The discipline I mentioned, those laws of AI delegation, turns out to be the practical other half of this. The Watershed Effect tells you where the value is. The laws are how you work with machines every day without quietly handing that value away, one delegated decision at a time. One is the map. The other is how you walk it.
I gave the junior the short version, and I'll leave you on it too. The tools are converging. They will keep converging, and the waterline will keep rising. And when they do, the only thing that tells any of us apart is the part the machine cannot take.
When tools converge, people make the difference.
Notes & Sources
- Accenture fell nearly 20% on 18 June 2026 — its worst single session as a public company — on a softer outlook and falling bookings, with analysts tying the move to AI pressure on consulting demand; Capgemini and Infosys were also down sharply for the year. Bloomberg, Accenture's Outlook Disappoints in Uncertain Consultancy Market (18 Jun 2026); The Motley Fool (18 Jun 2026); HFS Research.
- Garry Kasparov on "advanced chess" and human–machine "centaurs," Conversations with Tyler (2017); see also kasparov.com.

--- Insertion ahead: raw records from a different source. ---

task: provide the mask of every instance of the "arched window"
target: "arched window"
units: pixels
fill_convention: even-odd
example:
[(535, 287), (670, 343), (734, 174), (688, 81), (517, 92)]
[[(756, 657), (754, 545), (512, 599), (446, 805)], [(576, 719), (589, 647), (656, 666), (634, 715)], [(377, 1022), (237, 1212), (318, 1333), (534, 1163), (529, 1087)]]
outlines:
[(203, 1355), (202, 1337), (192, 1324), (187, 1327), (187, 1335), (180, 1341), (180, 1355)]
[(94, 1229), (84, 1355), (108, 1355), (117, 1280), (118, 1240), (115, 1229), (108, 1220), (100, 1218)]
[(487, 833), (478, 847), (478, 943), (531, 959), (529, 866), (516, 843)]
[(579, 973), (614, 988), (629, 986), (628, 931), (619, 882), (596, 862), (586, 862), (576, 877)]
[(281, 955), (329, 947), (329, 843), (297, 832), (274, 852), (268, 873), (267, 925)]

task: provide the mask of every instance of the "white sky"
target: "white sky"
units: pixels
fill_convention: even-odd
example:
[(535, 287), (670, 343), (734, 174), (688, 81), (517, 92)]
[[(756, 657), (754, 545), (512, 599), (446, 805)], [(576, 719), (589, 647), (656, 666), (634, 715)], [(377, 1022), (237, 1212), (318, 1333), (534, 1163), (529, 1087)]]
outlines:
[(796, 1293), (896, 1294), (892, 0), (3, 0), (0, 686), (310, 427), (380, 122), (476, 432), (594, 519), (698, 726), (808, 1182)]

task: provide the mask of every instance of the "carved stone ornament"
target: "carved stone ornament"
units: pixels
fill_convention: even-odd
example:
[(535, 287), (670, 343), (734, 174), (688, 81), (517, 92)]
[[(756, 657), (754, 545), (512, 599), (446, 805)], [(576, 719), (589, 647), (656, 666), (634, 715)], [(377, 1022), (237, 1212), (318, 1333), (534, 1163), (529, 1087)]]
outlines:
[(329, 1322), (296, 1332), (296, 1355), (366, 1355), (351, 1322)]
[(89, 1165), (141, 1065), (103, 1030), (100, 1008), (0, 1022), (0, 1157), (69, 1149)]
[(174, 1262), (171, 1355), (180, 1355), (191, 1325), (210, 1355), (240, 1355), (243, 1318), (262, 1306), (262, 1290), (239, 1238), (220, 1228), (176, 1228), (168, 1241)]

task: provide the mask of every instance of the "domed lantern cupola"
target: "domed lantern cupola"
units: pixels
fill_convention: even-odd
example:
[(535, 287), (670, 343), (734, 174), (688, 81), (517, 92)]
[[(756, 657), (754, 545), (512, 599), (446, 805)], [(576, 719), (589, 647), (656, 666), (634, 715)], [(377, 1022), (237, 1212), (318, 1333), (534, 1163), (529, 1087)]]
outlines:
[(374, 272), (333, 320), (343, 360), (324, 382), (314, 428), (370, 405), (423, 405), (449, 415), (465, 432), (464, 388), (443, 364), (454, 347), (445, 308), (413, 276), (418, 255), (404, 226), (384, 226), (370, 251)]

- Cory Doctorow coined "reverse centaur" (Pluralistic, 2021) and develops it in The Reverse Centaur's Guide to Life After AI (Farrar, Straus and Giroux, 2026). Definition quoted from Pluralistic: pluralistic.net/tag/reverse-centaurs
- Thomas H. Davenport, "Putting the Enterprise into the Enterprise System," Harvard Business Review 76, no. 4 (1998): 121–131.
- The laws of AI delegation referenced here are my own framework — the Three Laws of AI Delegation.